Description
[ Prompted by https://github.com//pull/4449 ]
The SMT-LIB standard ( http://smtlib.cs.uiowa.edu/papers/smt-lib-reference-v2.6-r2017-07-18.pdf Page 57 ) describes a reproducible resource limit option for solvers :
reproducible-resource-limit
default: 0
support: optional
If the solver supports this option, setting it to 0 disables it. Setting it a non-zero numeral n
will cause each subsequent check command to terminate within a bounded amount
of time dependent on n. The internal implementation of this option and its relation
to run time or other concrete resources can be solver-specific. However, it is required
that the invocation of a check command return unknown whenever the solver is unable
to determine the satisfiability of the formulas in the current context within the current
resource limit. Setting a higher value of n should allow more resources to be used,
which may cause the command to return sat or unsat instead of unknown. Furthermore,
the returned result should depend deterministically on n; specifically, it should be the
same every time the solver is run with the same sequence of previous commands on the
same machine (and with an arbitrarily long external time out). If the solver makes use
of randomization, it may require the :random-seed option to be set to a value other than
0 before :reproducible-resource-limit can be set to a positive value.
Note that this option is not intended to be used for comparisons between different solvers since they can implement it differently. Its purpose is simply to guarantee the reproducibility of an individual solver’s results under the same external conditions.
This can be implemented as a simple count on learnt clauses, clause database cleans, etc. The relationship between a number and an actual run time will depend on the input, solver, hardware, etc. but should always be the same (up to the limits of hardware determinism).

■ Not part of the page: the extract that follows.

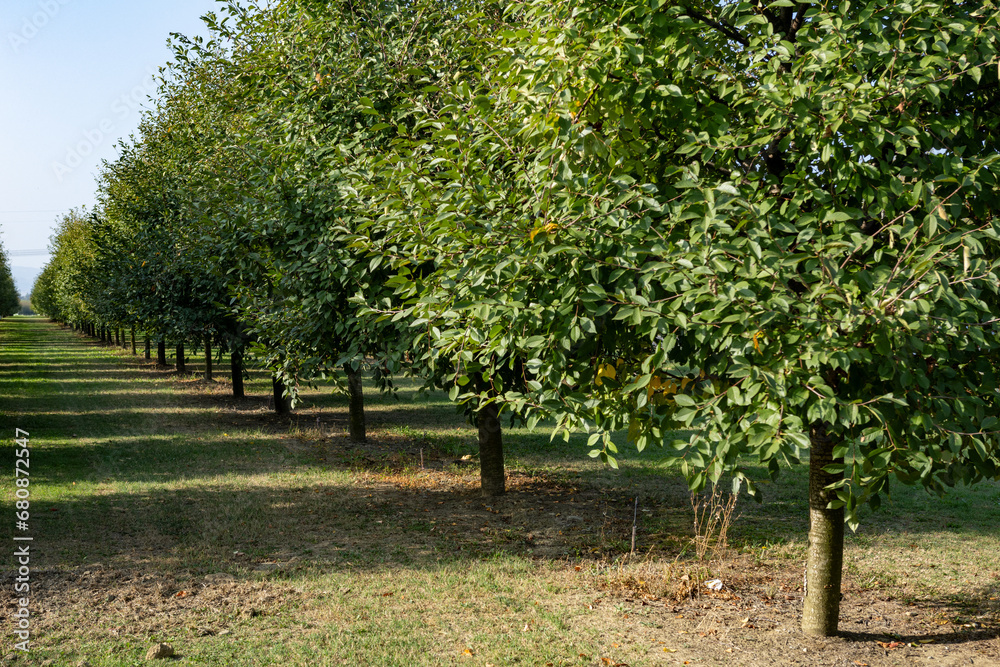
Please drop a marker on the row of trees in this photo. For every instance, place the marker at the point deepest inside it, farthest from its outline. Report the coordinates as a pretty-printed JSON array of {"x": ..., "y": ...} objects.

I think we should use this for external solvers and implement something similar for the internal one because:
-
It is deterministic. For many applications having analysis tools return different results for the same problem is unacceptable. It means we can reliably test time-out behaviour as well.
-
If implemented as a number of counters / counts at multiple stages during the process, we should get finer-grained performance information and be able to more reliably track changes in performance without the normal noise.